Il motivo della contestazione, guidata da personalità come Gro Standnes della Lega Internazionale delle Donne per la Pace e la Libertà, è molto chiaro: un premio concepito per promuovere la convivenza e il dialogo non può essere conferito a figure che sostengono azioni belliche e violazioni del diritto internazionale. “Quando il premio va a un politico che appoggia interferenze militari e azioni contrarie al diritto internazionale, si spezza il suo scopo stesso”, afferma Standnes. Un concetto ribadito con forza da Lina Alvarez, del Comitato Norvegese di Solidarietà con l’America Latina, che mette in guardia dall’accettare l’uso del Nobel per avallare le minacce e le operazioni militari statunitensi nella regione. “Gli interventi militari degli USA non hanno mai portato pace o prosperità”, sottolinea Alvarez, ricordando le recenti azioni in acque caraibiche che hanno causato decine di vittime.

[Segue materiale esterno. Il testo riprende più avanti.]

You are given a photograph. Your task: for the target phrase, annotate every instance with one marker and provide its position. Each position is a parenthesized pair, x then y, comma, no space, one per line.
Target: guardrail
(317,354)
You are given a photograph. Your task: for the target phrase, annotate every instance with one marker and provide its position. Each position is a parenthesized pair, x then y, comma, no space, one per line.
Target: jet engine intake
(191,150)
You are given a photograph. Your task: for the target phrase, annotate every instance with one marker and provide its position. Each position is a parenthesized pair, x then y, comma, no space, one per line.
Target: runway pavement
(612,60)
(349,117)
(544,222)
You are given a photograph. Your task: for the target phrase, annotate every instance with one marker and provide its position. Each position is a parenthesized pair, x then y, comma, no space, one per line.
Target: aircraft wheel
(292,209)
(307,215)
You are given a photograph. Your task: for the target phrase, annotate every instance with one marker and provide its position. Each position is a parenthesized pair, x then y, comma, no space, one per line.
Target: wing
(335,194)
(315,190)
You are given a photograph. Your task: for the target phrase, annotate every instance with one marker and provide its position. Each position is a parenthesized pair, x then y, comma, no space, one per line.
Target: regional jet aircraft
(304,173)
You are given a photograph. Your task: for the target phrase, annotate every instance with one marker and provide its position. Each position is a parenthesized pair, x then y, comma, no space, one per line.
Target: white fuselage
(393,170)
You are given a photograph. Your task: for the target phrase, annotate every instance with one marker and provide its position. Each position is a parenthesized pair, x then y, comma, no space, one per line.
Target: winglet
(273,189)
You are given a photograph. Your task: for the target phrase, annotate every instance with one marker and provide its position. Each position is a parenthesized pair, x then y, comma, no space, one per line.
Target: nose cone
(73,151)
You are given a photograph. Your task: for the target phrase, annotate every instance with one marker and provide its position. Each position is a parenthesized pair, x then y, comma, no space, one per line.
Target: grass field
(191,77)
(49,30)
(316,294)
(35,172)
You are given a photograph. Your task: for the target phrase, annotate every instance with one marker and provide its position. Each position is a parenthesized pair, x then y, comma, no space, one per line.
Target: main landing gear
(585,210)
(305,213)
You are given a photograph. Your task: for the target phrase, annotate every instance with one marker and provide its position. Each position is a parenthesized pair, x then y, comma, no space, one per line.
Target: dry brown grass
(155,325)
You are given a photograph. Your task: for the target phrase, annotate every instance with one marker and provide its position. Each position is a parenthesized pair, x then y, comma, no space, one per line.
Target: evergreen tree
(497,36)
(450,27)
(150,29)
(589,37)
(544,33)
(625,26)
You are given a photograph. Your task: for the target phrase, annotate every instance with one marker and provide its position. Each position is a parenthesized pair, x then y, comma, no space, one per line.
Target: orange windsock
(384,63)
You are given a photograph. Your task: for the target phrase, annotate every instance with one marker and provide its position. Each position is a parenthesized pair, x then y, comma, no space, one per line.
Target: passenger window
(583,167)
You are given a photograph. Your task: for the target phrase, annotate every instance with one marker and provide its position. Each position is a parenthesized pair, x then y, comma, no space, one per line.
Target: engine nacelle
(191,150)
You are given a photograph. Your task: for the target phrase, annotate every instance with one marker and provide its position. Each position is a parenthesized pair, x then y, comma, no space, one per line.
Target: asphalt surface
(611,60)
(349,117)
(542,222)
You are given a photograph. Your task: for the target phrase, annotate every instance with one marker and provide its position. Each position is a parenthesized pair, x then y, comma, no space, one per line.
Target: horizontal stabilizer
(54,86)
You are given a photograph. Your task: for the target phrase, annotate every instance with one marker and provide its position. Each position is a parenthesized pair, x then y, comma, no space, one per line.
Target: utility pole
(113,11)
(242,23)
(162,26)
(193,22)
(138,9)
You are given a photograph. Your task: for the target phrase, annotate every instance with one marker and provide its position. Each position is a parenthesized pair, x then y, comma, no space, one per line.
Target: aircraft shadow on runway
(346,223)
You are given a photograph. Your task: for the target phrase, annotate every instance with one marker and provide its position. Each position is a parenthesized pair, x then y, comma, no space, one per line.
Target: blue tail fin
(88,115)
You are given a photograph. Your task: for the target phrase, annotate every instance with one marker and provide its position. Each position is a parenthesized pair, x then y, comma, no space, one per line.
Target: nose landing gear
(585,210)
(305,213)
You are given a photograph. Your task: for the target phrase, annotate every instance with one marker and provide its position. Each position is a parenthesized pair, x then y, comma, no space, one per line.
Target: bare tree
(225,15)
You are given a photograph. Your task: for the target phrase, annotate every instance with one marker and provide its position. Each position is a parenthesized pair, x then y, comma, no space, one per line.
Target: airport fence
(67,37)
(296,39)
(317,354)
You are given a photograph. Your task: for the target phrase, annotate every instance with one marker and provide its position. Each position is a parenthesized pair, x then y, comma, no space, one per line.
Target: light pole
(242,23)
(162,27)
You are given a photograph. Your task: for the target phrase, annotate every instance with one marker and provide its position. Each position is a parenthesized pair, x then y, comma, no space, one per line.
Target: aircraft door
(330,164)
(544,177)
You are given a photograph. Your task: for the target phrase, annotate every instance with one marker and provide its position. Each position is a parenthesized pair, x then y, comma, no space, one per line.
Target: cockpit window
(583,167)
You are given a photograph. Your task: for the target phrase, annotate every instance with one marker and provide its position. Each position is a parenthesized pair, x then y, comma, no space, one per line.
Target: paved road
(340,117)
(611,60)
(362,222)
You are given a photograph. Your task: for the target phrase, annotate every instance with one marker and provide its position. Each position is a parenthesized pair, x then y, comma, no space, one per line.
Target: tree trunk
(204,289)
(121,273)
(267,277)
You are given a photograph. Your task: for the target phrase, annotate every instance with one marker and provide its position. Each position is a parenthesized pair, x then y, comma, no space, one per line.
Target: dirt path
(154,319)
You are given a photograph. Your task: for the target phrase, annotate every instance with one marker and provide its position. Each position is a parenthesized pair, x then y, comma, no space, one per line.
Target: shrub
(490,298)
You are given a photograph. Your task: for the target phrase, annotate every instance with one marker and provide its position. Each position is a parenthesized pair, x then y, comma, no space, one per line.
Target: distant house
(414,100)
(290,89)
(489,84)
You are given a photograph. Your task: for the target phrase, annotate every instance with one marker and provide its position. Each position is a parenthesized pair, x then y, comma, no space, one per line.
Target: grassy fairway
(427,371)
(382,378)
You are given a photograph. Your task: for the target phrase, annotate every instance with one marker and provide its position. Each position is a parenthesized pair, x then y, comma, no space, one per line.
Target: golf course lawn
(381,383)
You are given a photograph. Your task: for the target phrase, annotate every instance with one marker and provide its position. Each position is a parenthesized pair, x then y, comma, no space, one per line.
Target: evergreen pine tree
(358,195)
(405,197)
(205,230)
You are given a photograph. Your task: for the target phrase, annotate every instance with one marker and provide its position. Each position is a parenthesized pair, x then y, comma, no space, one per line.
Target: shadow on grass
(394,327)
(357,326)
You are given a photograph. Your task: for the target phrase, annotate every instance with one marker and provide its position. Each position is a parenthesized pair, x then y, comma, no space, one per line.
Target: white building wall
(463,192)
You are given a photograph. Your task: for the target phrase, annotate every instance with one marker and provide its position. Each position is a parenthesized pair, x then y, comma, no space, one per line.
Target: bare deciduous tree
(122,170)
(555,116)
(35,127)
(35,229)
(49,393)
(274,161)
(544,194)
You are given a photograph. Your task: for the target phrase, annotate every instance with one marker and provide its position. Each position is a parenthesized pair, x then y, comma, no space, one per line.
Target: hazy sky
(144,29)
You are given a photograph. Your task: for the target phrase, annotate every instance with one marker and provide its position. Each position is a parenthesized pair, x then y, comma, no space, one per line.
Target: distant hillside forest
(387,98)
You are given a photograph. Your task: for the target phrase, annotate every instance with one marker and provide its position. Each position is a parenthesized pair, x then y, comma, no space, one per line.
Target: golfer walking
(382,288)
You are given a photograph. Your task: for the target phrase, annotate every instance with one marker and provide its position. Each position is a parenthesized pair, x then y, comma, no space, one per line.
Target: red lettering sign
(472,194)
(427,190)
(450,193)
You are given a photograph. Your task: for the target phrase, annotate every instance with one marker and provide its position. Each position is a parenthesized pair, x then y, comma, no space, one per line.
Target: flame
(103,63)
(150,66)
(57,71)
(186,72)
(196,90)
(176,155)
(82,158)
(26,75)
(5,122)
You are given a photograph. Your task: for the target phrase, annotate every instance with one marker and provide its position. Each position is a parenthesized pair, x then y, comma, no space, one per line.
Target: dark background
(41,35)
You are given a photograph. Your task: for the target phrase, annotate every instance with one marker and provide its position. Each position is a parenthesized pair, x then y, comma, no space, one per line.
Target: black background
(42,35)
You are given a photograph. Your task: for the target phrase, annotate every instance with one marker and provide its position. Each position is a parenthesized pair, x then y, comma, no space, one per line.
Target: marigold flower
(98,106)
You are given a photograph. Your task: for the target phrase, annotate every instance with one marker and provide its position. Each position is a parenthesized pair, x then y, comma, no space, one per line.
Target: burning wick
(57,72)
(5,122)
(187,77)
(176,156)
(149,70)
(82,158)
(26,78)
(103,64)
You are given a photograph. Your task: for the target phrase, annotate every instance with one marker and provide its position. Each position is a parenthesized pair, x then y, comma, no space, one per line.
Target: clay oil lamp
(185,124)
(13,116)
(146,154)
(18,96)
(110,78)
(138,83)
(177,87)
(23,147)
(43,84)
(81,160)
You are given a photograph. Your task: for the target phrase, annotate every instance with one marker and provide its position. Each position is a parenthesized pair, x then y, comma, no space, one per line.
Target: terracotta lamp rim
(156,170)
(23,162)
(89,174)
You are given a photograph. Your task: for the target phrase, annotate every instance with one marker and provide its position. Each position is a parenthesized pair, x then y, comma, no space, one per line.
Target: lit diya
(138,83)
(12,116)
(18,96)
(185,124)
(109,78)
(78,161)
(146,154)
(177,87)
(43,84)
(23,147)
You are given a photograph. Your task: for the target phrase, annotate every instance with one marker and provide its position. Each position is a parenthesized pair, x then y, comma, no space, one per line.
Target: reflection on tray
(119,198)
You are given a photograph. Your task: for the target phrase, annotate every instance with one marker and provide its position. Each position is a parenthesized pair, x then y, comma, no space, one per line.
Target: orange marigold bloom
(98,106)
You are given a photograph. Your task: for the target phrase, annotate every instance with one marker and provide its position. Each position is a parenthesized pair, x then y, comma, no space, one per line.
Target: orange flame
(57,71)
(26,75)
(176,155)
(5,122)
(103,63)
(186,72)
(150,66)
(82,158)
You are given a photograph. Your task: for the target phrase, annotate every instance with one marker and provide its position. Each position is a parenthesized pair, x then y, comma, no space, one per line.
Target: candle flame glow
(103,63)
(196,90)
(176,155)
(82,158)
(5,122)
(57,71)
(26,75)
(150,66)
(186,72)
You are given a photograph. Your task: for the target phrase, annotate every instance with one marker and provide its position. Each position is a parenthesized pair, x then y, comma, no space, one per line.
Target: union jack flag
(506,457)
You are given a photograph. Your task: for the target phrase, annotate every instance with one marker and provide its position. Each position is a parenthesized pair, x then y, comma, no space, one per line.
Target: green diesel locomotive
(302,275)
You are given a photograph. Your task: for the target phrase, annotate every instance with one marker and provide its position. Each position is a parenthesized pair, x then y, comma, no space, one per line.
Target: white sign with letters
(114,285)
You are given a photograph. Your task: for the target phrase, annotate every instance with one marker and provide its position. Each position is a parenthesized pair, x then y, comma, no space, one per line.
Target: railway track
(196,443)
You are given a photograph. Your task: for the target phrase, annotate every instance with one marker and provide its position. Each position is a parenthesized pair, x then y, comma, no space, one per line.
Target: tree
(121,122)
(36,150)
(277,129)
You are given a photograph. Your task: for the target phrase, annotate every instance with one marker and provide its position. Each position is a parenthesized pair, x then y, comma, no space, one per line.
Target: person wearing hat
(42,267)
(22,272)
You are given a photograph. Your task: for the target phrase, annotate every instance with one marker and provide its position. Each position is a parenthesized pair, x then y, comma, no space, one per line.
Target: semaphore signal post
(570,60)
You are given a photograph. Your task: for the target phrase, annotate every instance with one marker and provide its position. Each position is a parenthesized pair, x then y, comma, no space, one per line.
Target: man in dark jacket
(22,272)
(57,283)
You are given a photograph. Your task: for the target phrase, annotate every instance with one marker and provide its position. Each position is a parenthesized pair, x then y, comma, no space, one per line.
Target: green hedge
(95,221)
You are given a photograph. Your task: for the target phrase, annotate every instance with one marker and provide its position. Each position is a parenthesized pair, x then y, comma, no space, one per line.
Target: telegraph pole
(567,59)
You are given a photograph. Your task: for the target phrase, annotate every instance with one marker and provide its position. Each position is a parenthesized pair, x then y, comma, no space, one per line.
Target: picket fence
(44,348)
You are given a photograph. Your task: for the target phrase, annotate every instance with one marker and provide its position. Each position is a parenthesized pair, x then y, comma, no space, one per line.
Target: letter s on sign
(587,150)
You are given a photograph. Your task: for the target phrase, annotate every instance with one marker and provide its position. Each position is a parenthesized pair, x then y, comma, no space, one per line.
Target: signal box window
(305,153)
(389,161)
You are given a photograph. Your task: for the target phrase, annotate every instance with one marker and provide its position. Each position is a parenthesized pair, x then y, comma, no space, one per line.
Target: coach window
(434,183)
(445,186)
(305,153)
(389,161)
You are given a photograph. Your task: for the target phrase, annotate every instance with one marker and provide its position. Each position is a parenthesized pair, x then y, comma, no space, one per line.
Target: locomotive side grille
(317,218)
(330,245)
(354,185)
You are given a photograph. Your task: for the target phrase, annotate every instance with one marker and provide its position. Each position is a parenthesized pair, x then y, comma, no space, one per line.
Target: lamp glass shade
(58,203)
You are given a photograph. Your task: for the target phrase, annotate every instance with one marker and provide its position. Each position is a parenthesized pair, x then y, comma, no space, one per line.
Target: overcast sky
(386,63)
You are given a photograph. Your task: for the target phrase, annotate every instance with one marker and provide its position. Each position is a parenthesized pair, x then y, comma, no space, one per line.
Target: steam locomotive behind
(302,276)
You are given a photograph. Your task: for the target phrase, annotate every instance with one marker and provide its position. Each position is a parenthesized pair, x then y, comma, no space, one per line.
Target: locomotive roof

I contestatori indicano in Machado non un simbolo di pace, ma un’attivista di estrema destra che ha esplicitamente invocato un intervento armato contro il Venezuela, sostenuto le dure sanzioni economiche statunitensi e coordinato azioni destabilizzanti e golpiste in collaborazione con gli USA. Il fatto che l'oppositrice venezuelana abbia dedicato il premio al presidente degli Stati Uniti Donald Trump - proprio mentre Washington conduce operazioni definite come esecuzioni extragiudiziali - è una circostanza che conferma questa pericolosa deriva. La polemica internazionale su Machado include anche le sue posizioni sul conflitto israelo-palestinese, avendo il suo partito siglato un accordo di cooperazione con il Likud del genocida israeliano Benjamin Netanyahu.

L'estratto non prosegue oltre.